I think the liberal-leaning outlets are trying to draw attention to the section of the interview in which Mitt Romney tells Brian Williams that “there are some differences between myself and the NRA,” but I’m honestly not seeing any cause for alarm. I feel like Romney is just leaving himself a bit of wiggle room here, as all politicians are wont to do. Yes, we know he has a not-as-sterling-as-some-might-prefer past on gun control: He’s signed an ‘assault’ weapons ban as governor of Massachusetts and supported the idea of better background checks, but as the gist of the interview amounts to, no, he doesn’t think we need stricter national gun laws and just legislating the heck out of things isn’t always a solution, I’m okay with it. (Not overly pleased with it, perhaps, but okay.)
Mitt Romney rejected the idea that tougher gun laws could have prevented the deadly rampage in Aurora, Colo., saying in an interview Tuesday that a legislative remedy would not thwart people who want to cause harm.
“Just having a law saying someone can’t do a bad thing doesn’t always keep a person from doing a bad thing,” the presumptive Republican presidential nominee told NBC’s Brian Williams. …
Mr. Romney talked briefly about the assault weapons ban he signed as governor of Massachusetts, calling the legislation a compromise that was backed by Second Amendment advocates. Now, he said, he doesn’t “happen to believe that America needs new gun laws.”
As Allahpundit already pointed out, President Obama had some slightly stiffer words about gun control policies yesterday afternoon, but for now at least, no new laws are going to happen anytime soon and this is all just rhetoric. However, President Obama’s call for more supposedly “common-sense” gun laws and his remark that “a mentally unbalanced individual should not be able to get his hands on a gun so easily” gave me reason for pause, and I hope you’ll indulge me while I thresh out a sincere question. In the WSJ earlier this week, Holman Jenkins wrote about the possibilities of data mining and how impersonal government algorithms could’ve picked up on the red flags that James Holmes’ behavior provided prior to his deadly rampage.
The Colorado shooter Mr. Holmes dropped out of school via email. He tried to join a shooting range with phone calls and emails going back and forth. He bought weapons and bomb-making equipment. He placed orders at various websites for a large quantity of ammunition. Aside from privacy considerations, is there anything in principle to stop government computers, assuming they have access to the data, from algorithmically detecting the patterns of a mass shooting in the planning stages?
It helps to go back over the controversy at the time. Supporters argued that Total Information Awareness shouldn’t be frightful to Americans—there would be no monitoring of identified individuals unless a warrant was issued. The system wouldn’t be collecting dossiers of personal information or choosing people to spy on, at least initially. It would be raking impersonally through vast streams of data looking for red flags.
The anguishing thing about mass-shooting incidents is that patterns are indeed present.

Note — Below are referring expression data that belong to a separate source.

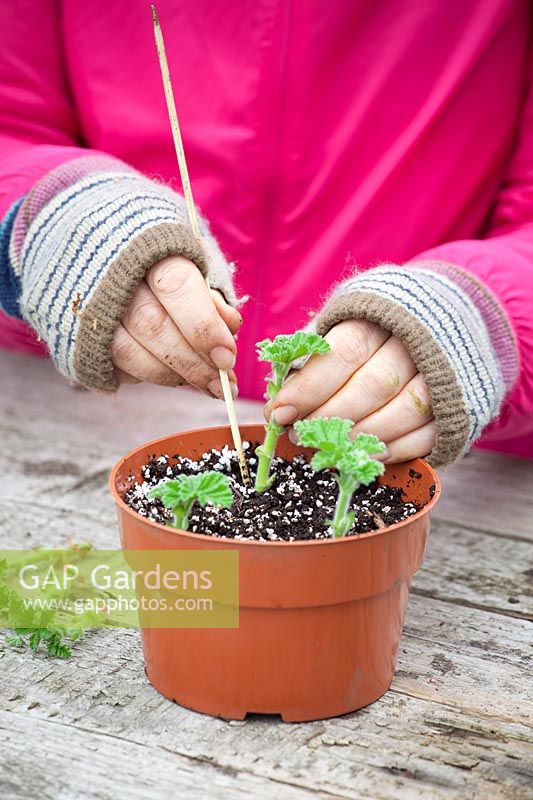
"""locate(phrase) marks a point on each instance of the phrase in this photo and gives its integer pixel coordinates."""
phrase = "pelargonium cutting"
(207, 495)
(282, 353)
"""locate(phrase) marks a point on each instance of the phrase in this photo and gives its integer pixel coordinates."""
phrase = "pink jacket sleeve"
(38, 125)
(503, 260)
(78, 228)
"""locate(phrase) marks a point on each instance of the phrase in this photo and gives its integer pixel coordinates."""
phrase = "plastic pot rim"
(195, 536)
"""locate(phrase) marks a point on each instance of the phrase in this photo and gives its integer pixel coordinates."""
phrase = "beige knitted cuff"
(101, 315)
(451, 416)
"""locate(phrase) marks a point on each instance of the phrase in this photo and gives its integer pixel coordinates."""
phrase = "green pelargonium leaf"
(207, 487)
(324, 433)
(359, 465)
(285, 349)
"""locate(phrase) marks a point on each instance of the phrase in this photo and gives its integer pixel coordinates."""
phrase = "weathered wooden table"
(455, 724)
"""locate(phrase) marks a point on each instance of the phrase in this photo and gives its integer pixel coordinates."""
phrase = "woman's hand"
(368, 377)
(176, 331)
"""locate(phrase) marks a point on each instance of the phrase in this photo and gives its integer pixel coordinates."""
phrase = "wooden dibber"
(193, 220)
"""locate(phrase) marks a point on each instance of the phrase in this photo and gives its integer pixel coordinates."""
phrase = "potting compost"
(295, 508)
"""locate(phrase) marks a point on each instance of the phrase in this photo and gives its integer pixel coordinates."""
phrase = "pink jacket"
(318, 135)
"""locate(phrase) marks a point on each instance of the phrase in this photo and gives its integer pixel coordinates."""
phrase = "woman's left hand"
(370, 378)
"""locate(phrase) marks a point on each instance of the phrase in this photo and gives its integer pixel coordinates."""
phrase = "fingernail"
(222, 358)
(285, 415)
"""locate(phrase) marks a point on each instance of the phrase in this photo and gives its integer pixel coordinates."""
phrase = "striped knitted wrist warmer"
(80, 244)
(456, 333)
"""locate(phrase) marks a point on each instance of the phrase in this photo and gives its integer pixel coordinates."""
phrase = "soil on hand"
(295, 508)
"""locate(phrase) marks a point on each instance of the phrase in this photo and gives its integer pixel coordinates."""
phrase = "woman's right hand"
(176, 331)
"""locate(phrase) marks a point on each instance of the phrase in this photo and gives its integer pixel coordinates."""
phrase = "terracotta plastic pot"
(320, 621)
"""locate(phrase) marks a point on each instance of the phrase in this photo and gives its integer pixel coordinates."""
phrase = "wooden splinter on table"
(193, 221)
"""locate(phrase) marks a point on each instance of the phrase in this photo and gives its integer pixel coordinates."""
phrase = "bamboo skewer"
(193, 220)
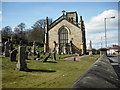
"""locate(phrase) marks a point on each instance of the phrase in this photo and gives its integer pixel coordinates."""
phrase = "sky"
(93, 13)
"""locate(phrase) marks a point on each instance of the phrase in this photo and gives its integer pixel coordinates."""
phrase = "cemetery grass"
(45, 75)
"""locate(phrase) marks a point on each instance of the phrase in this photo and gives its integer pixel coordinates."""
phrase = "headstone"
(64, 49)
(20, 43)
(11, 46)
(13, 55)
(90, 48)
(70, 47)
(6, 51)
(103, 51)
(21, 65)
(26, 55)
(74, 58)
(29, 52)
(38, 54)
(54, 55)
(46, 58)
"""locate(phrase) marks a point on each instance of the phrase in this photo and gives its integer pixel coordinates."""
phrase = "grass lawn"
(45, 75)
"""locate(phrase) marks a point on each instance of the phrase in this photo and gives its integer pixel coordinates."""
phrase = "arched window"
(63, 38)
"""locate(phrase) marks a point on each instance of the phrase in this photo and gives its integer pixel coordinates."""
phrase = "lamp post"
(105, 29)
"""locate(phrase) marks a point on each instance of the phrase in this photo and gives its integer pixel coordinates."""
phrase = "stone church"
(65, 35)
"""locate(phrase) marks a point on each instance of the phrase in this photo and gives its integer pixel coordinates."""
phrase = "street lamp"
(105, 29)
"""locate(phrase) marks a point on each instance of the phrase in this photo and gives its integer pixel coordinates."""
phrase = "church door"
(63, 39)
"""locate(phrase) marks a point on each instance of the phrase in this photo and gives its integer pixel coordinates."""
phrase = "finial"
(63, 12)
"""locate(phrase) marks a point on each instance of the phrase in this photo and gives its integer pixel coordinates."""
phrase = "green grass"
(66, 73)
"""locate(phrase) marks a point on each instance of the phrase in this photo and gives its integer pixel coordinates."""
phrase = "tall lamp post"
(105, 29)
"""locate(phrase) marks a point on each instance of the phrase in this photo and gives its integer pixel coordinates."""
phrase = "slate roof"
(61, 18)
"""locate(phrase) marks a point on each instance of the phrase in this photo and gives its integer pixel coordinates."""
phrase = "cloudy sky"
(93, 14)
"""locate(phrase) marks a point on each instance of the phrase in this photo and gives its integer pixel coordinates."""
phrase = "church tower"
(46, 44)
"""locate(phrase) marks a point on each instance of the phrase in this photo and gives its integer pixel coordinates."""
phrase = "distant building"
(66, 35)
(115, 49)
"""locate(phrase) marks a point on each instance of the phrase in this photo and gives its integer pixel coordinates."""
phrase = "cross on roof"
(63, 12)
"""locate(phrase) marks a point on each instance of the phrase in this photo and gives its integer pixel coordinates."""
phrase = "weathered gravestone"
(13, 55)
(11, 46)
(38, 54)
(54, 55)
(46, 58)
(21, 65)
(6, 51)
(26, 55)
(71, 47)
(29, 52)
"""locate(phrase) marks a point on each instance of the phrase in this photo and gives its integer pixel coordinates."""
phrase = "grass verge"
(45, 75)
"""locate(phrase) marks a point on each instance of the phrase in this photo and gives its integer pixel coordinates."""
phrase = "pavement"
(115, 62)
(105, 73)
(77, 58)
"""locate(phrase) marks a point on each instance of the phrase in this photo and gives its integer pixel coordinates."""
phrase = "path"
(77, 57)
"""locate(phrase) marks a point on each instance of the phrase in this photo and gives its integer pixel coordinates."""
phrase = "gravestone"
(54, 55)
(13, 55)
(64, 49)
(26, 55)
(34, 48)
(11, 46)
(38, 54)
(70, 47)
(74, 58)
(6, 51)
(22, 65)
(20, 43)
(103, 51)
(46, 58)
(90, 48)
(29, 52)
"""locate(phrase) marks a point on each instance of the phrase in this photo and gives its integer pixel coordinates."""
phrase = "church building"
(65, 35)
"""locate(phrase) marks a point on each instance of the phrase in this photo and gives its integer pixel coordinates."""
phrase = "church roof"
(63, 17)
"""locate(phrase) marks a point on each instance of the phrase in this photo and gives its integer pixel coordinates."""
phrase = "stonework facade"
(66, 35)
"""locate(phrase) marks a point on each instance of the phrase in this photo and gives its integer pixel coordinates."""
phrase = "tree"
(6, 32)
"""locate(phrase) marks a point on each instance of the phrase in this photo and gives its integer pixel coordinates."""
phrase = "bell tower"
(46, 44)
(83, 35)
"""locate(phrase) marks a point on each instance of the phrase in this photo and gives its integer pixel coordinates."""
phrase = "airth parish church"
(65, 35)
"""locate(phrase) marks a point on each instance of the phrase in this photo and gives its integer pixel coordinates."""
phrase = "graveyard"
(45, 72)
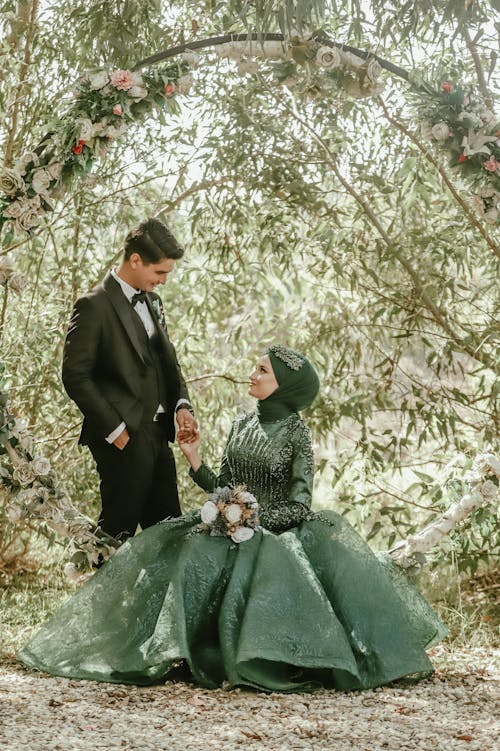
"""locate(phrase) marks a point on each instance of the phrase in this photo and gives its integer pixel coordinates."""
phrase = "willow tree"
(331, 220)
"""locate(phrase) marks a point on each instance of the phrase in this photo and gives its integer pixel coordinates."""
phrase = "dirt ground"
(458, 708)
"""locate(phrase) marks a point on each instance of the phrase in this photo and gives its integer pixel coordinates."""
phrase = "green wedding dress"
(304, 603)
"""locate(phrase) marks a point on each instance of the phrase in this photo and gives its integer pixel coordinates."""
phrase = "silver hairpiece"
(288, 356)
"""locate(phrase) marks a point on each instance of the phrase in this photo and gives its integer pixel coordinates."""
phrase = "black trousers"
(138, 483)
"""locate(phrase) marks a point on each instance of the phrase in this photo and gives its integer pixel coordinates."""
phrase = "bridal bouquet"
(231, 512)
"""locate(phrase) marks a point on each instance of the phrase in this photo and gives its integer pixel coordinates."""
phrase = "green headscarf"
(298, 384)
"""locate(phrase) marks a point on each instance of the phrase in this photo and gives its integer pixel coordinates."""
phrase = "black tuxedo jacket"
(103, 362)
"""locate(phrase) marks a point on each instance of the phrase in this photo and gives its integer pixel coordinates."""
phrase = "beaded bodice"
(260, 456)
(274, 461)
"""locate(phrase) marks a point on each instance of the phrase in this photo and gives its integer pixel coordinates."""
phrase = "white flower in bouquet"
(26, 441)
(209, 512)
(11, 182)
(247, 498)
(40, 180)
(98, 80)
(40, 466)
(328, 57)
(23, 474)
(488, 490)
(17, 282)
(242, 534)
(440, 131)
(233, 513)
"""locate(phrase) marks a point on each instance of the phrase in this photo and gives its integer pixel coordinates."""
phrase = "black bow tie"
(138, 297)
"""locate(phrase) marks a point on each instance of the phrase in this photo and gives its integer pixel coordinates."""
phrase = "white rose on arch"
(242, 534)
(11, 182)
(488, 490)
(209, 512)
(372, 74)
(86, 127)
(137, 92)
(98, 80)
(233, 513)
(40, 180)
(329, 58)
(40, 466)
(17, 282)
(440, 131)
(23, 474)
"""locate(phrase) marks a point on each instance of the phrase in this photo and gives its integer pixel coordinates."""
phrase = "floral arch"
(455, 121)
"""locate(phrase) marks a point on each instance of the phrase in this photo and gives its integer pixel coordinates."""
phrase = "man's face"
(147, 276)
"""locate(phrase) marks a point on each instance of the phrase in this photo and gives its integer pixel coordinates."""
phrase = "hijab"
(298, 384)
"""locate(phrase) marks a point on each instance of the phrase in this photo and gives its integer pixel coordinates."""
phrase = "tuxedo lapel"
(165, 342)
(124, 310)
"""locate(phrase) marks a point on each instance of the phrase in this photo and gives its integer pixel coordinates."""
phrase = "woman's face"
(262, 379)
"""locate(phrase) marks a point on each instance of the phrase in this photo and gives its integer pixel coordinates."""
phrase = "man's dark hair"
(153, 241)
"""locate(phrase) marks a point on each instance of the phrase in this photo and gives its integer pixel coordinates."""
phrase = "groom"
(121, 369)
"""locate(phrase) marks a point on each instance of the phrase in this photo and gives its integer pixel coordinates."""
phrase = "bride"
(272, 596)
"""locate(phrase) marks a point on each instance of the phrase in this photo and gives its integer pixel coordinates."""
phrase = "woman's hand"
(189, 444)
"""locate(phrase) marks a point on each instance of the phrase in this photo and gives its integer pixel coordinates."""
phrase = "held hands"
(188, 437)
(188, 427)
(121, 441)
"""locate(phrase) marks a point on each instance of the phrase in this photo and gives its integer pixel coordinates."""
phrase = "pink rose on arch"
(491, 165)
(122, 79)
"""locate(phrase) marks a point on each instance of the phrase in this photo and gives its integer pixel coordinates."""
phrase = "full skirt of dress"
(310, 607)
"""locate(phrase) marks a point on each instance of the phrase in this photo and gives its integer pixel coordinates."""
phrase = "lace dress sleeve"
(297, 508)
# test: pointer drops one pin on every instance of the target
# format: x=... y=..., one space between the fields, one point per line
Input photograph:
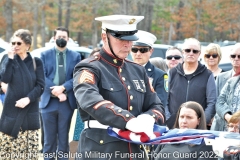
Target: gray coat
x=223 y=104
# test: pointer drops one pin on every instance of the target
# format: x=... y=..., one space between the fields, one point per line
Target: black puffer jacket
x=23 y=81
x=200 y=88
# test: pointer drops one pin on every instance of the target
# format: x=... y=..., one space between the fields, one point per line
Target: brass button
x=130 y=108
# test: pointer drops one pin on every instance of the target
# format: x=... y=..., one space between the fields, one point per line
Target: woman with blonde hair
x=19 y=122
x=212 y=57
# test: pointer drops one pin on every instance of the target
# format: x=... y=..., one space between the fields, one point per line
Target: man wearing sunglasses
x=223 y=114
x=112 y=91
x=173 y=57
x=141 y=52
x=191 y=81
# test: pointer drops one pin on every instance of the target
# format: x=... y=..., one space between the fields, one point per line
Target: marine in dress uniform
x=112 y=91
x=141 y=51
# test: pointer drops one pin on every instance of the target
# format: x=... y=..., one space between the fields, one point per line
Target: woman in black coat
x=190 y=115
x=19 y=122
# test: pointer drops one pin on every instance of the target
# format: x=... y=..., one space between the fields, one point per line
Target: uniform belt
x=94 y=124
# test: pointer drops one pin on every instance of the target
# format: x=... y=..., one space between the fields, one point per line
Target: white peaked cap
x=145 y=39
x=120 y=22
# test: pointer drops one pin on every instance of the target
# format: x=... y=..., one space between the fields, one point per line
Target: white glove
x=220 y=144
x=143 y=123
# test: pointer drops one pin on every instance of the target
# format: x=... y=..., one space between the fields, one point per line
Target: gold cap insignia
x=132 y=21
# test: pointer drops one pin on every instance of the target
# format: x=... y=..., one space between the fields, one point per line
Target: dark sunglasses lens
x=234 y=56
x=215 y=55
x=207 y=55
x=18 y=43
x=187 y=50
x=175 y=57
x=134 y=50
x=195 y=51
x=169 y=57
x=144 y=50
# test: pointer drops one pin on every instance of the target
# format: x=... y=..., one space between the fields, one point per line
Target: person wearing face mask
x=113 y=91
x=141 y=52
x=57 y=101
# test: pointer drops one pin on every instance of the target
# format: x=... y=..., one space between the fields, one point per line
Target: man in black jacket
x=191 y=81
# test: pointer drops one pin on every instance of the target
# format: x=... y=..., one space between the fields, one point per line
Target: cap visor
x=126 y=37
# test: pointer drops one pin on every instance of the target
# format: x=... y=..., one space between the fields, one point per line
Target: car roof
x=161 y=46
x=37 y=52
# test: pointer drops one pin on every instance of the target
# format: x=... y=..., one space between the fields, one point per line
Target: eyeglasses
x=193 y=50
x=18 y=43
x=235 y=127
x=209 y=55
x=234 y=56
x=142 y=50
x=175 y=57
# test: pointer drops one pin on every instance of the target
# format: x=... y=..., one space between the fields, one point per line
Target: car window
x=159 y=52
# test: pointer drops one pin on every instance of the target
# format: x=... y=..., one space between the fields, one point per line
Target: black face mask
x=61 y=43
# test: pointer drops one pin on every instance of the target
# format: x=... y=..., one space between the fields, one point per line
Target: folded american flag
x=162 y=135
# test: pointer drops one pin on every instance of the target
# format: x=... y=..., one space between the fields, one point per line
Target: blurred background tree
x=169 y=20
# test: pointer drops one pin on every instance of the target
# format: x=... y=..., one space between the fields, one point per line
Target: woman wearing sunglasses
x=173 y=57
x=19 y=122
x=191 y=81
x=212 y=57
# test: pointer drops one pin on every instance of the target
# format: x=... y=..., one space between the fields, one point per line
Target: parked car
x=85 y=52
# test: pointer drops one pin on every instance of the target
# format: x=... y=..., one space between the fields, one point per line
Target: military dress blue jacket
x=112 y=91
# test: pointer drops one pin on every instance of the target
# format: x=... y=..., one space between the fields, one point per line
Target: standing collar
x=58 y=51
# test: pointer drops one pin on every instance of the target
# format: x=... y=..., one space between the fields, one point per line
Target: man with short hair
x=112 y=91
x=58 y=101
x=141 y=52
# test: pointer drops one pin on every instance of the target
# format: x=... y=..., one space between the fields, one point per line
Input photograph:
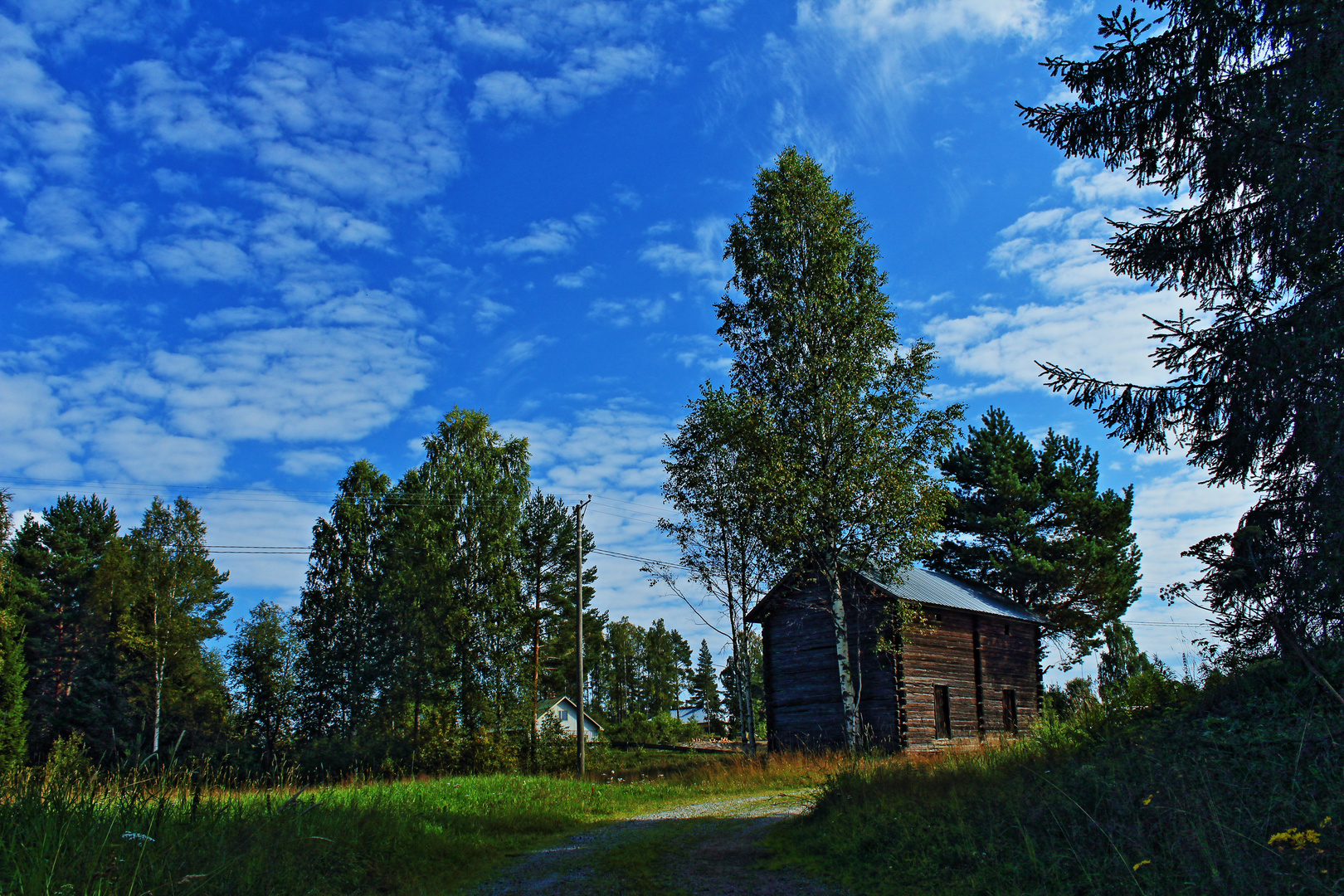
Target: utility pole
x=578 y=640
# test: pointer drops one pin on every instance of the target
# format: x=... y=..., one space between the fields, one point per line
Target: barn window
x=941 y=712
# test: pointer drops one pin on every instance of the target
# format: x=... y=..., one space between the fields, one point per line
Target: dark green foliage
x=667 y=666
x=624 y=670
x=175 y=606
x=1185 y=796
x=261 y=670
x=14 y=668
x=745 y=681
x=657 y=728
x=452 y=578
x=71 y=637
x=1241 y=105
x=704 y=687
x=1030 y=523
x=342 y=624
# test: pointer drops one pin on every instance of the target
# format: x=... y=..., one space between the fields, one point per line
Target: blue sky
x=244 y=245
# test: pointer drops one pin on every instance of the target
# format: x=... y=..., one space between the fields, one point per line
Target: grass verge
x=1239 y=793
x=173 y=833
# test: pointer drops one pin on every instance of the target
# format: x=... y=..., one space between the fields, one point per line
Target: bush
x=659 y=730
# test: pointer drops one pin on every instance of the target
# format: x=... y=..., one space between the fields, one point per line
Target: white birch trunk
x=847 y=698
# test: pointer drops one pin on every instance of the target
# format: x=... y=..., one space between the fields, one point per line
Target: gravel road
x=700 y=850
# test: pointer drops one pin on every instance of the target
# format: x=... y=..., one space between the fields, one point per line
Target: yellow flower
x=1293 y=837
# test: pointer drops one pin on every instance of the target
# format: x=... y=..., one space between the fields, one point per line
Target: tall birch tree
x=178 y=603
x=834 y=409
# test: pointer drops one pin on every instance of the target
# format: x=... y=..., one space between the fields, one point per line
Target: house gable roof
x=926 y=587
x=546 y=705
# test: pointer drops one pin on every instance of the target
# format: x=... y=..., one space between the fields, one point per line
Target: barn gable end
x=977 y=659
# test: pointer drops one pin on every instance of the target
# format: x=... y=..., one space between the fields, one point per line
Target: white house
x=567 y=715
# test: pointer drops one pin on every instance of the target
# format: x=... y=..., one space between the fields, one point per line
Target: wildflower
x=1293 y=837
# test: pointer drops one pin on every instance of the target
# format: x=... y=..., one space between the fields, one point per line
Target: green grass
x=1181 y=801
x=67 y=833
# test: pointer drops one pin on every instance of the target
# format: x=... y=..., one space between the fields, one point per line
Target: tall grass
x=1239 y=793
x=67 y=829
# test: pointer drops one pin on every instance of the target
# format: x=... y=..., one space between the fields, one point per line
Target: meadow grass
x=173 y=832
x=1242 y=791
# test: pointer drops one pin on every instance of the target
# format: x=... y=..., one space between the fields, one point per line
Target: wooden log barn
x=971 y=670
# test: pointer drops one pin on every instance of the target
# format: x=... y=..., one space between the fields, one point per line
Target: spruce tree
x=1031 y=524
x=261 y=670
x=71 y=644
x=14 y=670
x=1235 y=110
x=704 y=685
x=667 y=665
x=452 y=562
x=342 y=625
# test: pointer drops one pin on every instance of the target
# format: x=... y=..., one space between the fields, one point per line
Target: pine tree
x=71 y=650
x=342 y=622
x=1031 y=524
x=1239 y=106
x=827 y=403
x=261 y=670
x=14 y=668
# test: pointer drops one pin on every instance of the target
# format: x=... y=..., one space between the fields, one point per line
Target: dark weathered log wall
x=971 y=655
x=802 y=674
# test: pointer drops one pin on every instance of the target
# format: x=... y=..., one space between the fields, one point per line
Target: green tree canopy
x=14 y=668
x=1031 y=524
x=342 y=624
x=177 y=606
x=1241 y=108
x=828 y=403
x=261 y=670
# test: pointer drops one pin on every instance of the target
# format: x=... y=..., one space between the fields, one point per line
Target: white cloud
x=548 y=236
x=704 y=262
x=311 y=461
x=1083 y=314
x=574 y=280
x=587 y=74
x=51 y=128
x=173 y=110
x=847 y=74
x=191 y=261
x=522 y=349
x=647 y=310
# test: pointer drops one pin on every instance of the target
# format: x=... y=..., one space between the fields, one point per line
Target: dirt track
x=710 y=848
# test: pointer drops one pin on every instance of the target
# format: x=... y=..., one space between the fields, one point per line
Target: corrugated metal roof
x=923 y=586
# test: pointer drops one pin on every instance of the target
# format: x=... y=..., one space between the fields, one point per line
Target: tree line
x=436 y=613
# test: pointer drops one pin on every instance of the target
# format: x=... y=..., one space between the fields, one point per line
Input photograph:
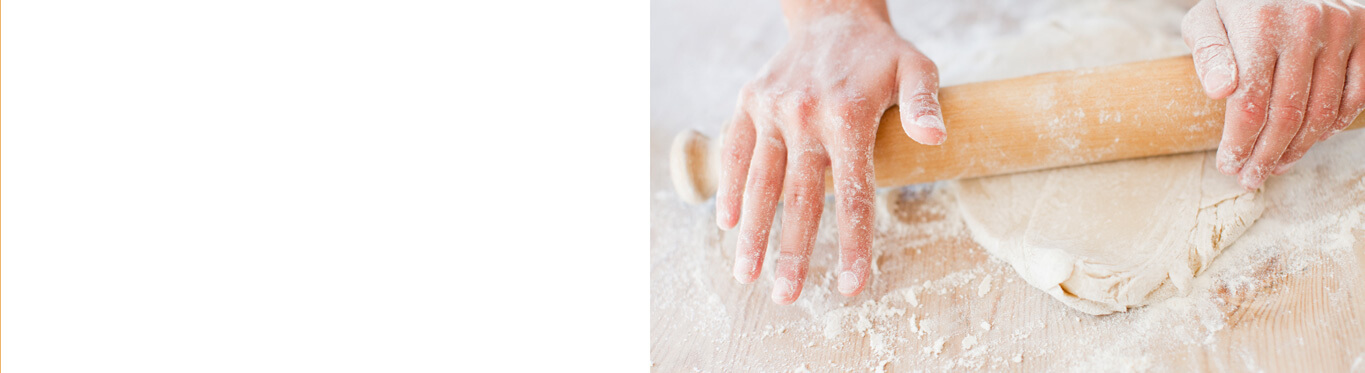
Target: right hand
x=818 y=104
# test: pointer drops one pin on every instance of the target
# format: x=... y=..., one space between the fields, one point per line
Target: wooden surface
x=1290 y=302
x=1036 y=122
x=1287 y=297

The person usually has a history of causing alarm in people around. The episodes themselves typically begin with a personal setback—a divorce, a firing, an investment failure, getting kicked out of school. And preparations for mass murder certainly leave “signatures” in the “transaction space.”
Er… doesn’t that feel a little too Minority Report for comfort? Yes, we always want to prevent horrors like the one we saw in Colorado last week, but in the United States, people are innocent until they’re proven guilty. There are countless divorces, firings, and investment failures every day in America, but are you going to preemptively deny someone their Second-Amendment rights before they’ve committed a crime? I certainly hope this type of thing isn’t what President Obama is thinking of when he says “common sense” regulation, because it’s anything but. As Jenkins goes on to say, “Psychiatric evaluations of dangerousness, we’re often told, are unhelpful because too many fit the pattern who never engage in violence. Can monitoring masses of transaction data help find the real risks? Or would this also lead (as some experts surmise) to unmanageable numbers of false positives?” It all just sounds very police-state-ish to me — and while I firmly believe that people, not guns, kill people, it’s also true that you just can’t legislate crazy without sacrificing something else. Just something to consider and be vigilant about in the never-ceasing battle to protect our right to bear arms.